Il governo intende aprire la riserva costiera Energas a Manfredonia in uno dei successivi Consigli dei ministri. Ma contro il progetto si sono levate alcune componenti di Lega, M5 e Pd. L’ultimo è per l’eurodeputato Massimo Casanova

Massimo CasanovaUno dei vertici della Lega vicino a Salvini, si è schierato contro il progetto del deposito Gpl Energas eManfredonia. Casanova è una buona azienda, e la Regione Puglia e il comune di Manfredonia sono contrari al progetto e si sono levate alcune voci controverse tra M5 e Pd. Era un dem rispettabile Michele Bordo lanciando l’allarme che ha spinto Casanova a chiarire la sua posizione: “Purtroppo la Lega e alcuni suoi ministri sono troppo desiderosi di rilasciare la necessaria approvazione, cercheremo di chiarire le nostre ragioni e convincere il presidente Draghi ad agire”. Così il proprietario della famosa discoteca di Milano Marittima, che possiede anche diversi hotel sul Gargano, è fuggito per smentire la notizia (o almeno per separarsi da Giorgetti) annunciando l’opposizione leghista.

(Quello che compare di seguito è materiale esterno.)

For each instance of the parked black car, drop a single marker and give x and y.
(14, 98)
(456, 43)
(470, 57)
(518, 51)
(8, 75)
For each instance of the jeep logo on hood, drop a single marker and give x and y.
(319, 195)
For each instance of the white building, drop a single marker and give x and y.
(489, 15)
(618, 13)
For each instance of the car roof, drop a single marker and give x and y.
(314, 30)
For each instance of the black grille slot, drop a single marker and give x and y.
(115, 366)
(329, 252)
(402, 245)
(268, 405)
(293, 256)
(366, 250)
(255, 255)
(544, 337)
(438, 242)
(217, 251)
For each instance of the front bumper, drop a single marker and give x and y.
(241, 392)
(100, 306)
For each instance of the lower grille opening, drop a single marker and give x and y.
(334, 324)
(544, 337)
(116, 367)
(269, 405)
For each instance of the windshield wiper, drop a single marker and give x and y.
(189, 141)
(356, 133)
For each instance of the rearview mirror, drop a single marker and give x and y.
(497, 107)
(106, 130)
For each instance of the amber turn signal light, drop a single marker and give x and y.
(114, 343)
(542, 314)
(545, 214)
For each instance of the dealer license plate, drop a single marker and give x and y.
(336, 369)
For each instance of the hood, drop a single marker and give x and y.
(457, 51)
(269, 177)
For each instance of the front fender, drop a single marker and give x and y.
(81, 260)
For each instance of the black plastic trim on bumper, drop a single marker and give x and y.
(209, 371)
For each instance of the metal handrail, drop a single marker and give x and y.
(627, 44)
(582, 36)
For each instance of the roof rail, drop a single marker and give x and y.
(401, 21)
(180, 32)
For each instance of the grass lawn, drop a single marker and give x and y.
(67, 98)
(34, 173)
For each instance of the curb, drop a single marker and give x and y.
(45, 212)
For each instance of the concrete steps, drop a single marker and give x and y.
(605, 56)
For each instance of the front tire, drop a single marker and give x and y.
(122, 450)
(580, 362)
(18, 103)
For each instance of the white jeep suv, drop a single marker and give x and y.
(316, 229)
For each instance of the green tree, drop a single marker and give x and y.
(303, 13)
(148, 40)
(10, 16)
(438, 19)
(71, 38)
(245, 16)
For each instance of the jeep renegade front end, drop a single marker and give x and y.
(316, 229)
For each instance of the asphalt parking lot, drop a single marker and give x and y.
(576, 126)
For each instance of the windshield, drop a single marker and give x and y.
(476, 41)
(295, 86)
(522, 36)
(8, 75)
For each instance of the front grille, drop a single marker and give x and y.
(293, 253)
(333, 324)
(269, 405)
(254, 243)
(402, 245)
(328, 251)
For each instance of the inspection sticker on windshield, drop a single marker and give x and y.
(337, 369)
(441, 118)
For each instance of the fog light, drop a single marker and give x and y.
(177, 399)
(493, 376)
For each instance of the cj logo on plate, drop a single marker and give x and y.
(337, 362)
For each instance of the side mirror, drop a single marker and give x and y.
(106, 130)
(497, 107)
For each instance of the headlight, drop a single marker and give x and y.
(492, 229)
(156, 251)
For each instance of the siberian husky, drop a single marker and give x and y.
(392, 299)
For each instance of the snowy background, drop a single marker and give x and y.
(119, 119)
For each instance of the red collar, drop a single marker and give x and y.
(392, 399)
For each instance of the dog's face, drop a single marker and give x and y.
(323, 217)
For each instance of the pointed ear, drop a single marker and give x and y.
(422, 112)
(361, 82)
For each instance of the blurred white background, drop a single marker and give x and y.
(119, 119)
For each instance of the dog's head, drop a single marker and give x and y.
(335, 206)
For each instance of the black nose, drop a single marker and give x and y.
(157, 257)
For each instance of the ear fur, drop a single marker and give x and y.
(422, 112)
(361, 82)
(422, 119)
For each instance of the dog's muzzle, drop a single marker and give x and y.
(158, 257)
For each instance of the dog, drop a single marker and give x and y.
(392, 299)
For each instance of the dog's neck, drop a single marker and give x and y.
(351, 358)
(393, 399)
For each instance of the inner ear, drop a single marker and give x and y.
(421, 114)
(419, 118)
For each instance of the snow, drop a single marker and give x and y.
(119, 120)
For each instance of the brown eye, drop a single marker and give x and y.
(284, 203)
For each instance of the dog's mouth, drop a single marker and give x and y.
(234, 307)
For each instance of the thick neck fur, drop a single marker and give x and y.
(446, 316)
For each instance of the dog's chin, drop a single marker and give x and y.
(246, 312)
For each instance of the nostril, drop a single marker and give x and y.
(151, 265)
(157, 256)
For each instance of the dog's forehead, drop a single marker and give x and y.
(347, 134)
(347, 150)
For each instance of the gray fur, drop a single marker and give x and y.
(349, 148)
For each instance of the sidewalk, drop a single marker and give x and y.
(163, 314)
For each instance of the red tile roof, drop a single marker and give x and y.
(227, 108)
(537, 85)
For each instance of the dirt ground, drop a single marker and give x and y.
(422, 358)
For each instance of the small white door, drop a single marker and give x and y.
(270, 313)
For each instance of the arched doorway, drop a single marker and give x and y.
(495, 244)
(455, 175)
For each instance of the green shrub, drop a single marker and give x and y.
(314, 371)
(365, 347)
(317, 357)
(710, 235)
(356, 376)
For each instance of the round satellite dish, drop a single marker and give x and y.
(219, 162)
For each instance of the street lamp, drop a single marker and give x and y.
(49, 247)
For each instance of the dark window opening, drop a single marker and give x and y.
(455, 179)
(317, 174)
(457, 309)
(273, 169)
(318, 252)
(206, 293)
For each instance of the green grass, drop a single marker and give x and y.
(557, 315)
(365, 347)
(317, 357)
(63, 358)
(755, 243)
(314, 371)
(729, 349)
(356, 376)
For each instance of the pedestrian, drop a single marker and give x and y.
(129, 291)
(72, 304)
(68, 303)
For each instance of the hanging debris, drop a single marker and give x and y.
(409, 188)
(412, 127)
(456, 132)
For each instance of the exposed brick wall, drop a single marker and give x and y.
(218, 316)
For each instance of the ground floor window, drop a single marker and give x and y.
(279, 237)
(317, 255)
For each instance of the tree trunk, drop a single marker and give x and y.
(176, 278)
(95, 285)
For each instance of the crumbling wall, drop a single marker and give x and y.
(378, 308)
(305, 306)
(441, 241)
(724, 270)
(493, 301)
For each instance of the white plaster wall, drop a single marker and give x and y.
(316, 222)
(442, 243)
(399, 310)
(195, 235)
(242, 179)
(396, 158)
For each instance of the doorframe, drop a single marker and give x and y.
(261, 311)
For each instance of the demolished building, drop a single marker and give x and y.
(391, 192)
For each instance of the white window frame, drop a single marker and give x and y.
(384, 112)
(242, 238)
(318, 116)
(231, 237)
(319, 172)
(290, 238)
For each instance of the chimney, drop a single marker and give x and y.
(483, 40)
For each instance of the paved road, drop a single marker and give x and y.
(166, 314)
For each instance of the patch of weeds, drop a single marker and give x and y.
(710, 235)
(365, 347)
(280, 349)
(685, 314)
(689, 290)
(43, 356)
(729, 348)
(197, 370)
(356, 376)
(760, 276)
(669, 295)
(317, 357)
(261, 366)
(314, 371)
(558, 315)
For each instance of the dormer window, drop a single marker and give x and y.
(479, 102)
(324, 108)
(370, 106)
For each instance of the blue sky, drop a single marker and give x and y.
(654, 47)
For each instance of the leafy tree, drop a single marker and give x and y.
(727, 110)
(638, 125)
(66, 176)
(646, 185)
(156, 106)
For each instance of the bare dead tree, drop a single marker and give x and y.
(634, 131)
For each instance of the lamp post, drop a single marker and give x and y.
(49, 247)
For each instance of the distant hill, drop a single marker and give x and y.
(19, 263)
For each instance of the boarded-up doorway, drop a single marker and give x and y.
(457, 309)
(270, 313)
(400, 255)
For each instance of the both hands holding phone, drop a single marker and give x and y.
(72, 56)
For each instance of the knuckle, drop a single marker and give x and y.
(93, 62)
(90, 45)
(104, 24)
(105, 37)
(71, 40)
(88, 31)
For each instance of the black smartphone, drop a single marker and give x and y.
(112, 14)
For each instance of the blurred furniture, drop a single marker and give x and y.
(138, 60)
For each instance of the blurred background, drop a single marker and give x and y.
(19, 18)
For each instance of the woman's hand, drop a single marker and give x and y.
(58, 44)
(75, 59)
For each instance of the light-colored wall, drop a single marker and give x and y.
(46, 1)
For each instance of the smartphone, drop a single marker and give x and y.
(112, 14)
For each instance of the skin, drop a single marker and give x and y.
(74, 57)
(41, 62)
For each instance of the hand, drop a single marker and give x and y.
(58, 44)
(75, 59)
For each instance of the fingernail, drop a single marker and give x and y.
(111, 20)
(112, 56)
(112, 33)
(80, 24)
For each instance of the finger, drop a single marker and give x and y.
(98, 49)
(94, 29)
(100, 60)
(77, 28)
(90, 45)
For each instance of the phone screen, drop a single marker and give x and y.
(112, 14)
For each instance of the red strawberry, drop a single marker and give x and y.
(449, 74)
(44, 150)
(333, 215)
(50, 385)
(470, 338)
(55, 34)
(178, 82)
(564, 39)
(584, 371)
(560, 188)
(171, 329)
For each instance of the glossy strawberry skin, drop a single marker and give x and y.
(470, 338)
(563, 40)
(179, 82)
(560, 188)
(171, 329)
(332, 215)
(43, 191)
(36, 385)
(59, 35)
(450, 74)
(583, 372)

Il progetto Energas a Spiriticchio prevede 12 cisterne costiere collegate al mare da un gasdotto di 10 km per lo scarico dei veicoli a gas GPL in auto e stanze senza metano. Il GPL è una miscela di butano e propano, una forma di gas verde al 100% privo di benzene. Secondo l’Alto Centro per la Protezione e la Ricerca Ambientale (Ispra), il GPL garantisce una riduzione del 55% degli ossidi di azoto rispetto alla benzina e del 96% rispetto al diesel. Anche le buone emissioni sono basse, in particolare il PM2.5 è inferiore dell’8% rispetto alla benzina e dell’11% in meno rispetto al diesel. Le auto a GPL sono anche rispettose dell’ambiente da una gamma di emissioni di CO2, con una riduzione di circa il 14 percento rispetto ad auto a benzina simili.

Quindi questa è la domanda di una tecnologia che possiamo definire verde ma che deve essere mantenuta, che già esiste in aree urbane come, ad esempio, Napoli dove, da molti anni, sono allocati 4 depositi costieri. I depositi non hanno alcun effetto o danno per l’ambiente, che è qualcosa che può essere impugnato, come tutto il resto, un rischio ad alto rischio.

L’investimento di 80 milioni di Manfredonia è stato dimostrato nel 1999 e oltre 20 anni fa ha vinto tutti i crucis comuni di ogni progetto in Italia: dal 2015 ha tutti i mandati ministeriali per l’Ambiente, i Beni Culturali e la Messa. A quanto pare ha poi vinto tutti i ricorsi al TAR e al Consiglio di Stato presentati dagli enti locali. Ciò ha anche richiesto un referendum municipale supervisionato dal NO.

Luigi Di Maio nel 2015 ha detto che avrebbe portato un “avvertimento legale” durante una visita in città. Tra coloro che si oppongono al progetto ci sono parlamenti di tutti i partiti: Fratelli in Italia, Forza Italia, Pd e più gruppi a sinistra. Il più felice è il venerabile Tasso, che è stato nominato per 5 stelle e ora è passato per il dem, diventato famoso perché ha venduto i doppi CD.

Nel 2020 Stefano Patuanelli ha chiesto di comune accordo la Provincia Puglia. INSIEME Michele Emiliano ha detto chiaramente di no: “Questa decisione è sempre il testo della grande crisi politica perché ha unito la comunità di Manfredonia, il Pd e il movimento 5 stelle verso un obiettivo comune”.

Poi venne Roberto Cingolani e abbiamo deciso di portare il progetto al Consiglio dei ministri, dopo aver vinto nuovamente una conferenza di servizi e una sala di conciliazione il 4 marzo.

Il prossimo CDm dovrebbe aprire l’inizio delle operazioni. Ma 5 stelle, Pd e Lega sono l’opposto. Chissà il primo ministro Mario Draghi e il ministro Cingolani su come riusciranno, da soli, a fare la differenza.